サッカー五輪代表、
腕試しのブラジル戦は「叩きのめされろ」

  • 飯尾篤史●取材・文 text by Iio Atsushi
  • 時事通信社●写真 photo by Jiji photo

「やろうとしていることが一辺倒になってしまったね。(ボールを)獲った瞬間に前の意識を高めるなかで、慎三の足もとはフリックが決まれば攻撃に鋭さが出るけど、そこで失ったときは前にパワーを注いでいる分、深く攻め込まれてしまう。でも、こういうことが起こり得ることを体感できてよかった」

 守備面では、左サイドバックに藤春廣輝、右センターバックに塩谷司と、ふたりのオーバーエイジが加わったディフェンスラインの連係を急ピッチで確認している最中だ。

 ラインの上げ下げのタイミング、選手間の距離、ボールとは逆サイドのサイドバックの絞り方など、細かい約束事をピッチ上だけでなく、ミーティングの場で指揮官がホワイトボードや映像を使ってレクチャー。1-1で引き分けたセルジッペとの練習試合のあと、藤春が手応えをのぞかせる。

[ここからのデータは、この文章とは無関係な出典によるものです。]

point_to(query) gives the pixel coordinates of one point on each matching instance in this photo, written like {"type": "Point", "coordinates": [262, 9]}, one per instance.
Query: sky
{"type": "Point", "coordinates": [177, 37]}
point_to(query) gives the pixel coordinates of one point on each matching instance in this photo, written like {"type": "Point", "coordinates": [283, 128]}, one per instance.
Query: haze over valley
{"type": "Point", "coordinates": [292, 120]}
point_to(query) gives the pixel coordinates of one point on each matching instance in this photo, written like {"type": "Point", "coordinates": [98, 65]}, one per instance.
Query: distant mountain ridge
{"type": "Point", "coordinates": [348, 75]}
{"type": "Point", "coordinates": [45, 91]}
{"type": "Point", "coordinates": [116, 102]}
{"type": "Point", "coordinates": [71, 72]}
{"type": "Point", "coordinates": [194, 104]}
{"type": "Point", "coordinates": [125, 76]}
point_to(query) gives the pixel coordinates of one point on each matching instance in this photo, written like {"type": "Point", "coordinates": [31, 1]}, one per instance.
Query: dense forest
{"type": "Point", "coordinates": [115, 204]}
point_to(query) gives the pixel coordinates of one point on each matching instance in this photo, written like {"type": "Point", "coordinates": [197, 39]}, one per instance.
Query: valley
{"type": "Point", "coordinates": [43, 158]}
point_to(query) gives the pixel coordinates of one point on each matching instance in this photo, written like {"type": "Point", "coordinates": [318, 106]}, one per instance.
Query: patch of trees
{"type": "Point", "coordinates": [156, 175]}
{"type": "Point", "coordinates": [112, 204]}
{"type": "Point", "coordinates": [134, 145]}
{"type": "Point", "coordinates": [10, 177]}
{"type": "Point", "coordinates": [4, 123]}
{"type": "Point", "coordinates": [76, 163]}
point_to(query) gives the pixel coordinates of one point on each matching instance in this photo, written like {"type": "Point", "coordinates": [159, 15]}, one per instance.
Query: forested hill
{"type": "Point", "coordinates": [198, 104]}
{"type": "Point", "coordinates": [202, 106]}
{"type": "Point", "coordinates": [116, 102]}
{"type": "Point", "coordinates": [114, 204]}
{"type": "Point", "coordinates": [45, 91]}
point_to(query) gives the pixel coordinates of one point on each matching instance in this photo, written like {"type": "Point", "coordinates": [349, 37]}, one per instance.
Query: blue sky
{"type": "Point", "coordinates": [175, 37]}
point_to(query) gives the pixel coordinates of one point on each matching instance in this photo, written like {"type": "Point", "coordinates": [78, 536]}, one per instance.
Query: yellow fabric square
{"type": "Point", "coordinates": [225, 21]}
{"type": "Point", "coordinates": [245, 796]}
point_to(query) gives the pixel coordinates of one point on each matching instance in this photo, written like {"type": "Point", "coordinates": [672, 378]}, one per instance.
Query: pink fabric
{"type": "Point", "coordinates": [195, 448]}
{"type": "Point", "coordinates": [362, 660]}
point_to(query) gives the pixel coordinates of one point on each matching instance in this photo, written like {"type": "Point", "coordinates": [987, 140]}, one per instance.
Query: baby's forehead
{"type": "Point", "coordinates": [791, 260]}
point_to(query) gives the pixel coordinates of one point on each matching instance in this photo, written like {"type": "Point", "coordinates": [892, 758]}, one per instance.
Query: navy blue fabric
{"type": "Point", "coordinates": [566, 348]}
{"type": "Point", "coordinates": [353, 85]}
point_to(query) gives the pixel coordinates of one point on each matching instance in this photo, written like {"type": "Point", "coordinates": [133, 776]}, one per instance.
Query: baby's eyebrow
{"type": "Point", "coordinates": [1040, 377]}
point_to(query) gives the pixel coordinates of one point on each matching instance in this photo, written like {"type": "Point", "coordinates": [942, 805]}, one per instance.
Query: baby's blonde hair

「今日の試合では得られるものもあったし、修正すべき部分も見つかった。それをしっかりと話し合って、ブラジル戦を迎えられれば一番いい。今はみんな疲れている。コンディションが上がってくれば問題はない。もっとよくなっていくと思います」

 7月30日に行なわれるブラジル戦は、日本にとってメダル獲得に向けた腕試しの場、試金石のゲームとなるのは間違いない。だが、重要なのは、この試合はあくまでも準備の一環にすぎず、本当の勝負はその先だという視点だ。